I never met Brett Favre, though I’ve heard some stories. But I remember where I was when he took his first snap as a Green Bay Packer.
It’d be hard for me to forget, seeing as how I was there.
Sept. 13, 1992, was one of those Florida summer Sundays where not even a liberal dollop of supposedly sweatproof 50 SPF could prevent you from looking like a boiled lobster after just under four hours in the sun, where $20 of water and pink lemonade wasn’t enough to keep hydrated and cool. The high temperature was 89, but in the concrete bowl of Tampa Stadium — which basically became an open-air kiln on days like these — an on-field thermometer registered 109.

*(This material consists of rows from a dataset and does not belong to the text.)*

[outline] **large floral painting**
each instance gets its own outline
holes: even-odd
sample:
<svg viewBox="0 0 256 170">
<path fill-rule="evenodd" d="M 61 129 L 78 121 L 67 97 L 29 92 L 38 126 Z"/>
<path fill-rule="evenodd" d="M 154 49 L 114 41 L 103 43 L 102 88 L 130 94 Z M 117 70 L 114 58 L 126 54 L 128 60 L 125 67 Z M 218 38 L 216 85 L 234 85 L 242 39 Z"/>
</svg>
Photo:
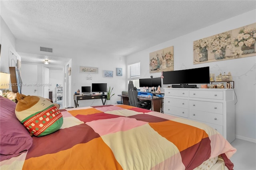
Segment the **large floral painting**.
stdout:
<svg viewBox="0 0 256 170">
<path fill-rule="evenodd" d="M 173 46 L 149 53 L 150 73 L 173 71 Z"/>
<path fill-rule="evenodd" d="M 256 55 L 256 23 L 194 42 L 194 64 Z"/>
</svg>

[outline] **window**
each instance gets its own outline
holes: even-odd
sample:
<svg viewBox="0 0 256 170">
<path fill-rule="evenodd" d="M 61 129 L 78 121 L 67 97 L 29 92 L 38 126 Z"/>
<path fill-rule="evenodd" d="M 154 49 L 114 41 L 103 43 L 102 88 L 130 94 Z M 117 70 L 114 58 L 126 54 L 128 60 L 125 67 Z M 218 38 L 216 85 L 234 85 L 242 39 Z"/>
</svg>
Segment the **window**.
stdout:
<svg viewBox="0 0 256 170">
<path fill-rule="evenodd" d="M 140 62 L 129 64 L 128 67 L 128 79 L 134 79 L 140 76 Z"/>
</svg>

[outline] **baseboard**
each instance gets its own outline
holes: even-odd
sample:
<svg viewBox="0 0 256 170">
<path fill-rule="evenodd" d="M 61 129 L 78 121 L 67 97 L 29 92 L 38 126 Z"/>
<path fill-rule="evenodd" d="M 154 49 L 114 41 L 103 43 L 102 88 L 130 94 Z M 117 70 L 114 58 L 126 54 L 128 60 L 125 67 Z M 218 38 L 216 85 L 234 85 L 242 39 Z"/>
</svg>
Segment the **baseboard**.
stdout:
<svg viewBox="0 0 256 170">
<path fill-rule="evenodd" d="M 253 139 L 252 138 L 247 138 L 246 137 L 240 135 L 236 135 L 236 138 L 242 139 L 244 140 L 246 140 L 249 142 L 251 142 L 253 143 L 256 143 L 256 139 Z"/>
</svg>

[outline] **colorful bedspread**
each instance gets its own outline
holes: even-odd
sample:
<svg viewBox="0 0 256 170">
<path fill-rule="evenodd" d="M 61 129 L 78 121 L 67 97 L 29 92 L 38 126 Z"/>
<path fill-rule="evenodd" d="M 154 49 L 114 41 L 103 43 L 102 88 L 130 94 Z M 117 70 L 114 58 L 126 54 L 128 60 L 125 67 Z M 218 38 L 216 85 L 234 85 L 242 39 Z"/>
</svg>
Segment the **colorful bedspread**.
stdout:
<svg viewBox="0 0 256 170">
<path fill-rule="evenodd" d="M 60 129 L 1 169 L 193 169 L 222 154 L 232 168 L 236 149 L 203 123 L 121 105 L 61 111 Z"/>
</svg>

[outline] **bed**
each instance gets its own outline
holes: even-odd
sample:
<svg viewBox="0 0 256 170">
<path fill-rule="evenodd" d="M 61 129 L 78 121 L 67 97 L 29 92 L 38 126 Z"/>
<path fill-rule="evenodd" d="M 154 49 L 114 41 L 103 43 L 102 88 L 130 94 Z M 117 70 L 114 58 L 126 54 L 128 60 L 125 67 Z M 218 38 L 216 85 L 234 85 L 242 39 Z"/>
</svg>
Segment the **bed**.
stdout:
<svg viewBox="0 0 256 170">
<path fill-rule="evenodd" d="M 60 129 L 31 137 L 15 120 L 16 104 L 0 99 L 1 170 L 233 168 L 236 149 L 200 123 L 126 105 L 88 107 L 60 110 Z"/>
</svg>

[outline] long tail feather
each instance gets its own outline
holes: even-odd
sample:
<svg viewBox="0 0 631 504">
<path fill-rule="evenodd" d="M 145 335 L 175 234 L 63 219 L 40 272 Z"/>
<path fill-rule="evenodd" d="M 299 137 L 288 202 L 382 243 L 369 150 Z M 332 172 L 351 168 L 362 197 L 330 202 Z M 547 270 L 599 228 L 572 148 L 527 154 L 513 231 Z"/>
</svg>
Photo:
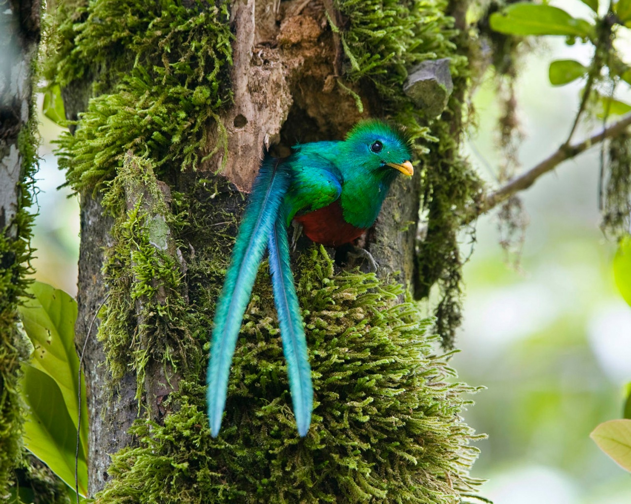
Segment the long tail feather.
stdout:
<svg viewBox="0 0 631 504">
<path fill-rule="evenodd" d="M 289 243 L 285 219 L 280 215 L 269 234 L 269 268 L 272 273 L 274 301 L 278 312 L 283 352 L 287 360 L 289 389 L 293 403 L 298 433 L 307 435 L 313 410 L 311 367 L 307 354 L 307 340 L 302 317 L 293 285 L 289 263 Z"/>
<path fill-rule="evenodd" d="M 226 404 L 228 377 L 243 315 L 247 307 L 268 237 L 289 187 L 290 173 L 281 160 L 266 156 L 232 251 L 221 294 L 217 300 L 208 363 L 206 401 L 211 433 L 219 433 Z"/>
</svg>

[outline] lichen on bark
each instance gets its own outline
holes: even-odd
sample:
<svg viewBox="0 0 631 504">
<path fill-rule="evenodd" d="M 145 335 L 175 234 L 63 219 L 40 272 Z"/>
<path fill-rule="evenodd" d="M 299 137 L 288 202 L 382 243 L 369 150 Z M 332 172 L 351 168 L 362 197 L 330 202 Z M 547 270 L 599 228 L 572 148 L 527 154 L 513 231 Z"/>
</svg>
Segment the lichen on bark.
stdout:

The Buccaneers were drilling the Packers, both on the scoreboard and in physical punishment. Days of defensive dominance like these would someday become routine for the Bucs with the acquisitions of John Lynch, Derrick Brooks, Warren Sapp and defensive coordinator Monte Kiffin to guide them. But with a defense featuring Keith McCants, Mark Wheeler, Ray Seals, Darrick Brownlow, Darrell Fullington and Milton Mack, this sort of performance was a tad unusual.
The pressure left Green Bay starter Don Majkowski running for his life until he was finally unable to escape, bowing to injury in the third quarter. Trailing hopelessly, the Packers turned to a second-year quarterback from Southern Mississippi.